7. The London Free Press: Gold firm goes drilling for oil
Barrick switches to self-service stations. Barrick Gold Corporation hopes to acquire oil company Cadence Energy in an attempt to lower its energy costs.

8. Bloomberg.com: Diamonds attract funds as largest gem prices surge 76% in year
Diamonds are an investor’s best friend. The market for diamond investing is growing—high-value diamonds such as blue and pink diamonds have increased 75-100% in price over the past year.

9. The Canberra Times: India is hungry for our uranium
Renewed talks between the U.S. and India of civil nuclear cooperation illuminate global uranium tensions. Australia reviews its relationship with India and its current position to not sell uranium directly to the country, also evaluates stance on India’s possible induction into the global civil nuclear regime.

10. Australian Broadcasting Corporation: Diamond mine budget doubles
Despite doubled projected costs, diamond miner Argyle Diamond continues with plans to move from open cut to underground mining at its Western Australian location.

July 15, 2008

Chinese sell out of U.S. project to Cliffs

PR-Insider.com: Cleveland-Cliffs updates 2008 iron ore revenue-per-ton guidance; provides commentary on 2009 North American iron ore pricing

Reuters: Cleveland-Cliffs buys out minority holder in Minnesota

What is 30% of 5.2 million tonnes of U.S. pellet production worth? Apparently a whole lot of money. Let’s break down the math. Cleveland-Cliffs bought 30% of United Taconite from Laiwu for $100 million + 1.5 million shares + 1.2 million tonnes of seaborne pellets. That’s $100 million in cash, $167 million in shares, and $168 million in pellets (assuming the pellets are from Wabush and worth $140 per tonne). So, the total price Cliffs is paying is US$435 million.

Now United Taconite has 5.2 million tonnes of production, and 30% of that is 1.56 million tonnes of production. Cliffs is estimating North American Pellet prices to be $85. (I could devote a whole blog to the silly North American pricing model.) Costs are $56, so the margin per tonne is $29. The earnings from this stake in United Taconite pre-tax are US$44 million. So Cliffs paid 9.9 times the pre-tax earnings of this stake to buy it. This is a very good price considering that Cliffs trades for a price-earnings ratio well in excess of that.

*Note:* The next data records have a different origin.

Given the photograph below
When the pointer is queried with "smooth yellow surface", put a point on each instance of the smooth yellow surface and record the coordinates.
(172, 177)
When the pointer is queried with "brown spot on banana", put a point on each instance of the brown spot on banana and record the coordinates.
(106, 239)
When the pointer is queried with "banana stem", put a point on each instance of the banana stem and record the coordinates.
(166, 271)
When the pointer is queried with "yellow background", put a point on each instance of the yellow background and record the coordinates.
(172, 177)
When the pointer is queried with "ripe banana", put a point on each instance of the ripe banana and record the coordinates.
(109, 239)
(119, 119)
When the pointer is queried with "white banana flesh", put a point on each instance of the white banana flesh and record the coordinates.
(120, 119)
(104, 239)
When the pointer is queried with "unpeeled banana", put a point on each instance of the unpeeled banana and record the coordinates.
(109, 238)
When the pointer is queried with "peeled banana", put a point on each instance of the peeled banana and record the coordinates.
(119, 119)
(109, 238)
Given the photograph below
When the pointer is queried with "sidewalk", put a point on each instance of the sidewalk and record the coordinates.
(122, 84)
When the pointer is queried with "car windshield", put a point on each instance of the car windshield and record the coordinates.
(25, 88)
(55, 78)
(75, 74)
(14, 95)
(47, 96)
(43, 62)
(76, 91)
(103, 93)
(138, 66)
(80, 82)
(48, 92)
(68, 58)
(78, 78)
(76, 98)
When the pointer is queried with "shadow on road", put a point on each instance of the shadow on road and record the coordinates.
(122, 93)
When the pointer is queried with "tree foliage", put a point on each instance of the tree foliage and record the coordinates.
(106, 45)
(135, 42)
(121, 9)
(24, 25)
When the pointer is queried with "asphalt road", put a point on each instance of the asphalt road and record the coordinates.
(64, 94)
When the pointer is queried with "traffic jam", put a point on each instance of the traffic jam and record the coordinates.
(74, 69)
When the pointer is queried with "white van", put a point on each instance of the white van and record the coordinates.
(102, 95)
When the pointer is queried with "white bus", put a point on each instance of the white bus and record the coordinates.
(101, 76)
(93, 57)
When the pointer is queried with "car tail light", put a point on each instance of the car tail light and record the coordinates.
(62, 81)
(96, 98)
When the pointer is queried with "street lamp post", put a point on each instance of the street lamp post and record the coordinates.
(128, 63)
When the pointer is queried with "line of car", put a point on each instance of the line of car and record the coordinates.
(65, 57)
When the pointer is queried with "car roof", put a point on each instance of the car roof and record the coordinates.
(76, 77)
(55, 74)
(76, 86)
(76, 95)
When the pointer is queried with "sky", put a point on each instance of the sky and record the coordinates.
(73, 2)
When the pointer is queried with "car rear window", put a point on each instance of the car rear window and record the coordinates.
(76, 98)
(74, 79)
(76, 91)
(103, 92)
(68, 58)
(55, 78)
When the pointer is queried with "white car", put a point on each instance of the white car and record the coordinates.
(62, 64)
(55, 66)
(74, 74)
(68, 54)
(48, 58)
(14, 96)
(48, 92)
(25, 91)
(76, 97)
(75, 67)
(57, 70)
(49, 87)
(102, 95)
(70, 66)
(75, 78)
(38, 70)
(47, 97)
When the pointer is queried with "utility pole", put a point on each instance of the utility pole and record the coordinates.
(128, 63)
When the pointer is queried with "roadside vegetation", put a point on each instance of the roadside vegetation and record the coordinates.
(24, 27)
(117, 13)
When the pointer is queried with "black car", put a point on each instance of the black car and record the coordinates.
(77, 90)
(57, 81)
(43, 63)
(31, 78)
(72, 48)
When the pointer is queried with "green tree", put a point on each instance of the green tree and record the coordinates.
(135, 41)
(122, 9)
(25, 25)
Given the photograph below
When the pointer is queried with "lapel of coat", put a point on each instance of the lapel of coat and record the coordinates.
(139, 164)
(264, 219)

The interesting bit here is not that Cliffs bought this, but that the Chinese sold out. Apparently they felt that they could get better returns elsewhere. I can understand the attraction of the cash to the Chinese. This is hard currency that is outside of China, and it probably can be reinvested outside of China into other things without government control. I would expect to see Laiwu go out and buy something now. The question is, just what? They can leverage, so I would expect something with a US$1.2 billion price tag—could be a mini mill, a coal mine, or maybe some ships.